An Hybrid Approach to Author Verification
Author: oaikumariegbe
— class competition — 6 min read| Leaderboard score | 0.65 |
|---|---|
| Leaderboard team name | Oghenevovwe Ikumariegbe |
| Kaggle username | abbyogv |
| Code Repository URL | https://github.com/uazhlt-ms-program/ling-582-fall-2025-class-competition-code-Abby-OGV |
Task summary
Introduction
The task, which is commonly known as author verification in the field of Natural Language Processing, is one whose objective is to determine whether two (or more) snippets of text were written by the same author. Unlike authorship attribution, where the goal is to select the most likely author from a predefined set of candidates, author verification operates in an open-set scenario: deciding whether two documents share authorship without relying on a closed list of known writers. to the same author or not. A closely related task, author profiling, extends author verification to infer latent characteristics of an author&emdash;such as age, gender, native language, or personality traits&emdash; purely from linguistic patterns.
These tasks share the broad aim of uncovering stylistic signals in text, and have practical uses in digital forensics, cybersecurity, plagiarism detection, among other. However, they can be challenging to accomplish for a number of reasons:
i. An author's style can be subtle and vary across topics and genres (even by the same author)
ii. Stylistic signals extend beyond semantic similarity, therefore adding to its complexity.
iii. Limited and noisy data, which is needed to generalizing to unknown authors' styles.
Author verification, which is the focus of this blog, is a binary classification task with 0 corresponding to 'Not the same author' and 1 to 'Same author'. The dataset provided consists of 1601 training instances and 899 (80%) test instances. I go into more details on the dataset in the Exploratory Data Analysis section.
Related Work and State of the Art Approaches
Classical approaches to author verification relied heavily on stylometry, focusing on manually crafted linguistic features: distribution of function words, character n‑grams, POS tags, and other style markers, combined with distance measures or supervised classifiers. With the rise of deep learning and neural architectures&emdash;first CNNs and RNNs, and later transformers&emdash;have become more prominent in the task.

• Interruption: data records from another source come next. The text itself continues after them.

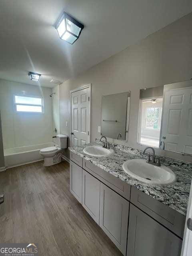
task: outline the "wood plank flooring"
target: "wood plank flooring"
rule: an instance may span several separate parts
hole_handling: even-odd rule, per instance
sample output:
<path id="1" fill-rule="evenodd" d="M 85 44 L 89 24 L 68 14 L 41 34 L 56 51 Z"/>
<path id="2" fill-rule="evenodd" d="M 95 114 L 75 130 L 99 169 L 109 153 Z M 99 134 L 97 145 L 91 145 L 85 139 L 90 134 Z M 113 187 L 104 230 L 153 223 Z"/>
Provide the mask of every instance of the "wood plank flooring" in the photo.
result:
<path id="1" fill-rule="evenodd" d="M 0 243 L 38 243 L 39 255 L 122 256 L 69 190 L 69 165 L 0 172 Z"/>

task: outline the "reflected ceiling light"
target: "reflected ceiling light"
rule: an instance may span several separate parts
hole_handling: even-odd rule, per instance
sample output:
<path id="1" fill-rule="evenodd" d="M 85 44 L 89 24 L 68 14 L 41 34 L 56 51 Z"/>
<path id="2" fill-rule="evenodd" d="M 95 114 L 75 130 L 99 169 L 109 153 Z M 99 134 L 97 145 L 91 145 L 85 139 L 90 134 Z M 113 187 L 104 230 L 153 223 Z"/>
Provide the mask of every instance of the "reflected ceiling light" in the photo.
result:
<path id="1" fill-rule="evenodd" d="M 157 101 L 156 100 L 156 99 L 154 99 L 154 100 L 151 100 L 151 103 L 153 104 L 155 104 L 155 103 L 157 103 Z"/>
<path id="2" fill-rule="evenodd" d="M 34 72 L 29 72 L 28 75 L 31 80 L 35 82 L 38 82 L 41 76 L 40 74 L 34 73 Z"/>
<path id="3" fill-rule="evenodd" d="M 59 37 L 72 44 L 79 37 L 84 25 L 64 12 L 56 26 Z"/>

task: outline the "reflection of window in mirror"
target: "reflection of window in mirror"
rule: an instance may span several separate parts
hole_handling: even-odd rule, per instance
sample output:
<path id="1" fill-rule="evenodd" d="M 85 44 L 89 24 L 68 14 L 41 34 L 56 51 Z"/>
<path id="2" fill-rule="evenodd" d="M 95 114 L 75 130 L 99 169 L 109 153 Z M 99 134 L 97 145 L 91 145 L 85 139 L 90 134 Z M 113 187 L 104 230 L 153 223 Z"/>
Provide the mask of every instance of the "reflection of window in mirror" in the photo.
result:
<path id="1" fill-rule="evenodd" d="M 140 100 L 138 142 L 158 148 L 159 145 L 163 99 Z"/>

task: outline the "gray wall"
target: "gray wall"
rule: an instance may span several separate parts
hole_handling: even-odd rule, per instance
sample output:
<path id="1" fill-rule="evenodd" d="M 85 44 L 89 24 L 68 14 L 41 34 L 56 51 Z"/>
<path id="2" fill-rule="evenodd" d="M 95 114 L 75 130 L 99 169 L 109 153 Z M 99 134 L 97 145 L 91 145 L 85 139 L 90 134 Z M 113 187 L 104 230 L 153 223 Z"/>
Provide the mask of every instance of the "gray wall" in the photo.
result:
<path id="1" fill-rule="evenodd" d="M 3 138 L 1 129 L 1 113 L 0 113 L 0 168 L 5 166 L 3 153 Z"/>
<path id="2" fill-rule="evenodd" d="M 143 149 L 144 147 L 136 143 L 140 90 L 192 78 L 192 27 L 190 13 L 64 82 L 60 86 L 61 133 L 70 136 L 70 90 L 92 84 L 92 141 L 100 137 L 97 128 L 100 125 L 102 95 L 130 90 L 128 142 L 124 144 Z M 70 145 L 69 140 L 69 142 Z M 191 160 L 191 158 L 177 153 L 156 151 L 168 156 Z"/>

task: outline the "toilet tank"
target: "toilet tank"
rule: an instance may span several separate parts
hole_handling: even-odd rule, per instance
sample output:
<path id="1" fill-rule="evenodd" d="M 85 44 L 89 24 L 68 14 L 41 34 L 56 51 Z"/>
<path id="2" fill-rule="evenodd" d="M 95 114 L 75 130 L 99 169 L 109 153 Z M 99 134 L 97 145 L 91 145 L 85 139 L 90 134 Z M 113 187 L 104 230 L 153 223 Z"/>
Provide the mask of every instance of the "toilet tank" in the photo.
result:
<path id="1" fill-rule="evenodd" d="M 56 135 L 57 144 L 60 148 L 67 148 L 67 135 L 64 134 L 57 134 Z"/>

Pretrained language models such as BERT, RoBERTa, and ELECTRA have been fine-tuned for author verification [Nguyen et al., van Leeuwen et al.]. In parallel, contrastive and pairwise training objectives have been have been specialized for this task, more explicitly model authorship similarity, encouraging embeddings of texts by the same author to cluster together while pushing apart those from different authors.
Benchmark datasets and standardized evaluations have also played a crucial role. In particular, the PAN have established widely used benchmarks for author verification, enabling the comparison of methods across domains, and levels of stylistic difficulty.
Exploratory data analysis
The initial provided dataset consisted of 1601 examples, which I split into train and val using a test_size of 0.08 and setting a seed for reproducibility. In addition to the data set, I generated my data from Gutenberg books and created a balanced set by augmenting it with the original dataset.

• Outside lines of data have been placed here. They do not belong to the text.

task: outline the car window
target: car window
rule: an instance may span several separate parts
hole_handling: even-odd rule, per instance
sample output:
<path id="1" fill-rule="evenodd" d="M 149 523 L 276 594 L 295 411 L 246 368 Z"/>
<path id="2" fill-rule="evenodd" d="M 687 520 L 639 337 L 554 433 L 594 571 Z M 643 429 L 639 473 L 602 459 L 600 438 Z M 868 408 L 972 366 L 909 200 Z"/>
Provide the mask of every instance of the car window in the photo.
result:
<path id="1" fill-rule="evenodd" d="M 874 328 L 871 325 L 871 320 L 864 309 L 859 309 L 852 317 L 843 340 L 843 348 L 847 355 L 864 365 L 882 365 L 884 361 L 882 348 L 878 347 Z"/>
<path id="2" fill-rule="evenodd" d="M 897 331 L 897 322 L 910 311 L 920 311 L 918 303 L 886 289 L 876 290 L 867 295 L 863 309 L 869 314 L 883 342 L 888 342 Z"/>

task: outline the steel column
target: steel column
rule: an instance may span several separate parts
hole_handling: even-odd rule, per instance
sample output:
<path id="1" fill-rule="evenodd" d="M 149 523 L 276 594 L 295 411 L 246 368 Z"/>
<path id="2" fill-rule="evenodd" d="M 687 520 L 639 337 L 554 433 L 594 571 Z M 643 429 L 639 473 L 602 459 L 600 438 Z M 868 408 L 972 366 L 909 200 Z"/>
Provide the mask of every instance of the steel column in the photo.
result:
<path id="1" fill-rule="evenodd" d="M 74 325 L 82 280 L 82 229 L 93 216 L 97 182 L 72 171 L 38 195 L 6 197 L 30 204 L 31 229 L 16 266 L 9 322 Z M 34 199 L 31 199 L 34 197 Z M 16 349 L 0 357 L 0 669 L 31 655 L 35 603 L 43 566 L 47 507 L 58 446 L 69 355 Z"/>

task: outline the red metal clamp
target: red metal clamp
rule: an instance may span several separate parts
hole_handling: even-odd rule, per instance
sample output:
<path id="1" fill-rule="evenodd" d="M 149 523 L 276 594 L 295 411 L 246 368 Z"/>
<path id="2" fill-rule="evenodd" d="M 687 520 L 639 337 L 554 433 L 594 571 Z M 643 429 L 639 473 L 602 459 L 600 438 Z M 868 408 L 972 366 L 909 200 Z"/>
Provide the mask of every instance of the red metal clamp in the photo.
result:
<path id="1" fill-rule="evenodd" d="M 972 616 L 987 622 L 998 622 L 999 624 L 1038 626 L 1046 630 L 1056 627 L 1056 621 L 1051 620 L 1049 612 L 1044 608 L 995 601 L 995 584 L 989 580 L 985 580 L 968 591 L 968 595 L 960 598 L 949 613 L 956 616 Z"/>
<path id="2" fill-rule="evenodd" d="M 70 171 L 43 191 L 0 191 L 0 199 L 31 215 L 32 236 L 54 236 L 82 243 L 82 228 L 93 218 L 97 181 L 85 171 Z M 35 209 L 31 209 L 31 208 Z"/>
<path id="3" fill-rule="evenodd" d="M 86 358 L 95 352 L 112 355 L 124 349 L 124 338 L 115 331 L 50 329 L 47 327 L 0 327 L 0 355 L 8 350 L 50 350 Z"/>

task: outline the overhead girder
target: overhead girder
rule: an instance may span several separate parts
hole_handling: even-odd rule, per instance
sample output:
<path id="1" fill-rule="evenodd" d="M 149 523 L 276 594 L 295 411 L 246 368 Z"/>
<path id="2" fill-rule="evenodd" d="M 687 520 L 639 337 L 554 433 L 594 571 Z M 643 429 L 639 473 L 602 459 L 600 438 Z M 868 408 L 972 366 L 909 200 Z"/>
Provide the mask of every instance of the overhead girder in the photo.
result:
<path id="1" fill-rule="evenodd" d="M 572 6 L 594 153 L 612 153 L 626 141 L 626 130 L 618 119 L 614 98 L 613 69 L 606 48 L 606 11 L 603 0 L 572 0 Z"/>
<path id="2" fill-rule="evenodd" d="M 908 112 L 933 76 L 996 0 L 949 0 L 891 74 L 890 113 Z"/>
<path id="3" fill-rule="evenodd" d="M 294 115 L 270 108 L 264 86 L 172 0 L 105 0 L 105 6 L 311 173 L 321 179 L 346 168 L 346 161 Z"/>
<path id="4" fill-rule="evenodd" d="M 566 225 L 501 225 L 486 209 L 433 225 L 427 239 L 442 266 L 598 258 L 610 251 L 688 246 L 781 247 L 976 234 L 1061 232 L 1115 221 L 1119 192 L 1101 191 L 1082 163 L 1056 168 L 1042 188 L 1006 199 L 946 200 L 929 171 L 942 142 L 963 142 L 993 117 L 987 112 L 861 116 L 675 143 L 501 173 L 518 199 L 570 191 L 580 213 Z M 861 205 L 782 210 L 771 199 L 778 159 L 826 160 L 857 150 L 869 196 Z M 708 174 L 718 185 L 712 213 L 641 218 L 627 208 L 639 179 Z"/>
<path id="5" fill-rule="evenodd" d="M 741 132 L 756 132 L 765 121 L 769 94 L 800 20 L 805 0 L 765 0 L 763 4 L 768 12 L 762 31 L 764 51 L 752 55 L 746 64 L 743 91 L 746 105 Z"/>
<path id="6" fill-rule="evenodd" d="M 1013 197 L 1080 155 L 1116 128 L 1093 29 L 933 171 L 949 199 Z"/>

The table below shows the basic statistics of the dataset.
| Data Split | Number of examples | Class distribution |
|---|---|---|
| Train | 1472 | [0] 1145; [1] 327 |
| Val | 129 | [0] 100; [1] 29 |
| Augmented Train | 35,425 | [0] 17713; [1] 17712 |
| Augmented Val | 3081 | [0] 1540; [1] 1541 |
I had looked into the mean token lengths of the snippets which informed the data augmentation process as well as the model architecture. The mean length of the tokenized snippets in original test set was ~266 and the max length was 1252. Hence, considering the choice to use BERT and BERT-style models (for embeddings) with a model max length of 512, I decided on a model architecture that generated the embeddings independently. I chose BERT-style models because as encoderr-only models, they are able to build a good representations of the snippets.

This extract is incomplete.